# 넣어



## Adri2016

Hello!

What does "넣어" means in this phrase:

"커피를 우유를 넣어 주세요" - 
I would like a coffee with milk
? 
Thanks!


----------



## mink-shin

Hi, Adri2016.

Welcome to 한국어 forum. 



Adri2016 said:


> I would like a coffee with milk


My first reaction to your English sentence was "카페라떼(caffè latte) 주세요".



Adri2016 said:


> "커피를 우유를 넣어 주세요" -


If you want to use this construction, I'd suggest either "커피*에* 우유*를* 넣어주세요" or "우유를 커피*에* 넣어주세요".

Thank you.


----------



## Adri2016

Hi Mink Shin

Thank you for your answer, very kind of you! 

It was my mistake, the phrase was 커피에 우유를 넣어 주세요, I found it in an app that I use to learn Korean.

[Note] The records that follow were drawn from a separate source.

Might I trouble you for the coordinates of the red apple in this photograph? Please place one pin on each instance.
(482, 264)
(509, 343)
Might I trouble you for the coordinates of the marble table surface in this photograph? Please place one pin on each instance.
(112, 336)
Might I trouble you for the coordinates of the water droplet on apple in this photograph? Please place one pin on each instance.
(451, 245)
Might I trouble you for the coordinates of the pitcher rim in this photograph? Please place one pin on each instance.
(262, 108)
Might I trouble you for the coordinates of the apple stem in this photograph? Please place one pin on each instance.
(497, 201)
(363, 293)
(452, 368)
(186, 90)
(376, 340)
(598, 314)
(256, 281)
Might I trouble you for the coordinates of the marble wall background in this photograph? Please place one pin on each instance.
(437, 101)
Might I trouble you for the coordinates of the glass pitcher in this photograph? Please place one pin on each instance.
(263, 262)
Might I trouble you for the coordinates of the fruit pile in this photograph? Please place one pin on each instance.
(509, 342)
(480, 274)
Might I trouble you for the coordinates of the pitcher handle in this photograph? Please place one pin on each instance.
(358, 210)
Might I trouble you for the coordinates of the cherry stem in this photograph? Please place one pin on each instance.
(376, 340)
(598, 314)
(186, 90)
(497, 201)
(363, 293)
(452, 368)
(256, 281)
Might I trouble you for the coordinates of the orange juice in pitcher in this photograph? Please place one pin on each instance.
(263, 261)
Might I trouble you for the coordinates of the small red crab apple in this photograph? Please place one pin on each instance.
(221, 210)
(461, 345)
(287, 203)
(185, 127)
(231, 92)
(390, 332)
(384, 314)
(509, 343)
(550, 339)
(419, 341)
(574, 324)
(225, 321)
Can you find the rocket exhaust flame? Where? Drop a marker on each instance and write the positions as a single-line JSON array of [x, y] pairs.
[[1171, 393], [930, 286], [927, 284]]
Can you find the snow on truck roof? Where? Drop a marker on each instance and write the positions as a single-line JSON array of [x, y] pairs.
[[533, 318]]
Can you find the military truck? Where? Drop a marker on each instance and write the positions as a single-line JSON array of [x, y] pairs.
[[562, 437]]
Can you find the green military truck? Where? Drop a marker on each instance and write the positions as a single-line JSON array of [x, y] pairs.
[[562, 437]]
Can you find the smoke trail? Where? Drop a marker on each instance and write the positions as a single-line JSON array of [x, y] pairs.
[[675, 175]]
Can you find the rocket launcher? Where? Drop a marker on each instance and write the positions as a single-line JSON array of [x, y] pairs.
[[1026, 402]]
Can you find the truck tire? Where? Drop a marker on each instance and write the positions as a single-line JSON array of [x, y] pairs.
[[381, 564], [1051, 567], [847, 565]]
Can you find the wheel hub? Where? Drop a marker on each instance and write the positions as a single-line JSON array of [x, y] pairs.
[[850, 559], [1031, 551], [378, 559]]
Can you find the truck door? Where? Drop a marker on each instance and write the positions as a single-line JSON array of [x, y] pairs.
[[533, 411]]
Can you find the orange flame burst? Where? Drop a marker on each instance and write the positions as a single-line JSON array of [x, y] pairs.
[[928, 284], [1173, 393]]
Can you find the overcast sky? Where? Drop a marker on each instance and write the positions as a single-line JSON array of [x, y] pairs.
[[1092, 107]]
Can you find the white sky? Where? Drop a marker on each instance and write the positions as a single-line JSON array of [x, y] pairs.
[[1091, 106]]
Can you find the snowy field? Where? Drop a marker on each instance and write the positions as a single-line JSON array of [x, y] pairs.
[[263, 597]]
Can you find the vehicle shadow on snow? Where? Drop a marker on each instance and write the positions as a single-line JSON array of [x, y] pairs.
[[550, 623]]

I'm just a beginner, so I wondered what the word 넣어 means, since the app doesn't explain almost anything (in general).

It gives another similar example:
차에 레몬을 넣어 주세요 - I would like a tea with lemon.

The word 넣어 appears again. Could you tell me more about this word? What does it mean exactly? 

Thanks!!


----------



## mink-shin

Hi, Adri.



Adri2016 said:


> It gives another similar example:
> 차에 레몬을 넣어 주세요 - I would like a tea with lemon.
> The word 넣어 appears again. Could you tell me more about this word? What does it mean exactly?



_넣어_ means _to put

차에 레몬을 넣어 주세요_ literally means _Please *put *lemon in tea_.
_커피에 우유를 넣어 주세요_ literally means _Please* put* milk in coffee_.

This is a literal translation of _I would like a tea with lemon_.

_나는 레몬을 곁들인 차를 좋아합니다._
If I were a employee of coffee shop and someone said the sentence to me, I might be puzzled *about what on earth s/he was saying.

If you want to use a similar construction with _I would like a tea with lemon_, you can say

_나는 레몬을 곁들인 차를 마시고 싶습니다_.
But there aren't many native speakers of Korean who would say such a sentence. It's too formal to use in coffee shop. I think those are why your app doesn't provide literal translations. 

Thank you.

MinK.

*Edited : I moved 'about' to correct my mistake.


----------



## Adri2016

Hi Mink Shin

Thanks for your answer!

So if I am a tourist in Korea, how should I ask in a less formal, more usual way, for the tea with lemon?

Thanks!


----------



## mink-shin

Hi, Adri.

I'd say, "레몬차 주세요".

MinK.


----------



## Adri2016

Super!
Thanks Mink!!


----------